O programa da ANL colocava cinco exigências básicas: 1ª) anulação de todas as dívidas com as nações imperialistas; 2ª) nacionalização das empresas estrangeiras; 3ª) liberdades públicas; 4ª) direito ao governo popular e 5ª) distribuição das propriedades feudais entre os camponeses e proteção ao pequeno e médio proprietário (PINHEIRO, 1991, p. 273). Além disso, solicitava a jornada de oito horas de trabalho, o seguro social, a aposentadoria e a garantia de salário mínimo para o proletariado dentre outras indicações.

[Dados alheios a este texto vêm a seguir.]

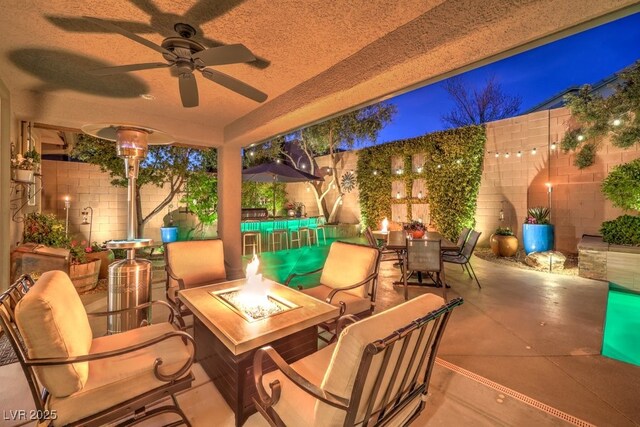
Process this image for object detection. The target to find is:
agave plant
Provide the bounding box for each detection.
[525,206,551,224]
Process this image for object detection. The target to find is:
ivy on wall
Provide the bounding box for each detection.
[357,126,487,240]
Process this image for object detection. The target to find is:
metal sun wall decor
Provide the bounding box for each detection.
[340,171,356,193]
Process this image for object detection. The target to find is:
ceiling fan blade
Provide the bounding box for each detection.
[83,16,177,59]
[89,62,173,76]
[202,68,268,102]
[178,73,199,108]
[191,44,256,67]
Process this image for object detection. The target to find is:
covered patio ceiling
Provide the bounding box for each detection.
[0,0,639,146]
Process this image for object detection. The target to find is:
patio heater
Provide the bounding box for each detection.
[82,124,173,334]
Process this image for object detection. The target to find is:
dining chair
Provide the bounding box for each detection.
[164,239,227,316]
[442,230,482,289]
[402,239,447,301]
[253,294,463,427]
[0,270,196,426]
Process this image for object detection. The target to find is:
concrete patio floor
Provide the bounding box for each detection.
[0,242,640,426]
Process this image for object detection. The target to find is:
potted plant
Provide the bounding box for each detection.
[489,227,518,257]
[11,148,40,183]
[522,207,553,255]
[402,220,427,239]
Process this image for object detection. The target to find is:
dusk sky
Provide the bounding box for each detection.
[378,14,640,142]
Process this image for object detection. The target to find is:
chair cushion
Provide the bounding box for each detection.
[315,294,444,425]
[166,239,227,288]
[47,323,190,425]
[15,271,93,397]
[262,344,335,426]
[320,242,378,298]
[302,285,371,314]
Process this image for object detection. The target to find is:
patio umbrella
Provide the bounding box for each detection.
[242,163,322,217]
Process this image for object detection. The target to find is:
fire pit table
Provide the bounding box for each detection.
[178,279,339,426]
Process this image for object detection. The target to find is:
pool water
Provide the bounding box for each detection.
[602,283,640,366]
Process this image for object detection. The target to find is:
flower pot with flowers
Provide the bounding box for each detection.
[489,227,518,257]
[522,207,553,255]
[11,149,40,183]
[402,220,427,239]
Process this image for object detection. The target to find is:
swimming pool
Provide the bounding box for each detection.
[602,283,640,366]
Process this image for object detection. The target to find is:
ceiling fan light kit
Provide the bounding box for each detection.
[84,16,268,108]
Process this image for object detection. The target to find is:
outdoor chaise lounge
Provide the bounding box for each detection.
[164,239,227,315]
[0,271,195,426]
[253,294,462,426]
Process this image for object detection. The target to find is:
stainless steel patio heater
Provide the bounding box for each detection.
[82,124,173,334]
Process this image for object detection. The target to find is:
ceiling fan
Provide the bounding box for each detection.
[84,16,267,108]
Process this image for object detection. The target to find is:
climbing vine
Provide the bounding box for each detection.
[357,126,486,239]
[560,61,640,169]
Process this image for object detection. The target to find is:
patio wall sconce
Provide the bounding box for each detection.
[82,206,93,245]
[64,196,71,236]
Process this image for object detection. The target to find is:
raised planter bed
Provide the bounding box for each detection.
[578,236,640,292]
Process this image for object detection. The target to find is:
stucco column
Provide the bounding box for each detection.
[218,146,243,279]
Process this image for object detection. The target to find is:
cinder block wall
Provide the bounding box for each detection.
[476,108,640,253]
[42,160,177,243]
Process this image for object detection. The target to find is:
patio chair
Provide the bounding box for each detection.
[0,271,195,426]
[285,242,380,317]
[444,227,471,258]
[164,239,227,316]
[253,294,463,426]
[403,239,447,301]
[442,230,482,289]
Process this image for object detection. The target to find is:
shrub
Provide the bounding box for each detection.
[602,159,640,210]
[600,215,640,246]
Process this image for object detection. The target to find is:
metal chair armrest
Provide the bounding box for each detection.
[284,267,324,286]
[326,272,378,304]
[25,331,196,382]
[253,346,349,411]
[87,300,184,326]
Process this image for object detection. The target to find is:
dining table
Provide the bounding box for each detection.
[382,231,460,287]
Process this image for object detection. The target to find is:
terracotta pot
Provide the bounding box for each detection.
[489,234,518,257]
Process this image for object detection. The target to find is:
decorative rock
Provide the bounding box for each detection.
[524,251,567,271]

De fevereiro a julho, quando são lançados os manifestos, alargou-se o sentido programático, bem como, a tática do programa. O que permaneceu foi a ênfase antiimperialista e antifascista. O programa de união nacional para conquistar o maior número possível de forças, dirigia-se na busca da gênese de reivindicações nas revoltas tenentistas, iniciadas em 1922. Por sua vez, como explica Edgard Carone, o PCB, através do programa da ANL, passou de uma atuação em círculos restritos, pela ilegalidade, para uma ampla possibilidade de propaganda junto às massas (1978, p. 425).

Para disseminar o programa e organizar-se, a ANL utilizava datas cívicas através de comícios em recintos fechados ou praças públicas (como foram os de 21 de abril em homenagem a Tiradentes, os de primeiro de maio em comemoração ao dia do trabalhador e os de 13 de maio, em memória da abolição dos escravos).

É preciso que se diga que a ANL apresentava uma concepção integral de transformação da realidade brasileira pelas forças progressistas e de esquerda, mesmo que ainda não fosse a revolução socialista. Como já afirmou Luiz Carlos Prestes, “… o objetivo da ANL não era o comunismo, não era um governo comunista, como se diz freqüentemente. Tratava-se de conquistar um governo popular nacional-revolucionário. Era portanto, uma revolução ainda do tipo burguesa…” (PRESTES, 1991, p. 89).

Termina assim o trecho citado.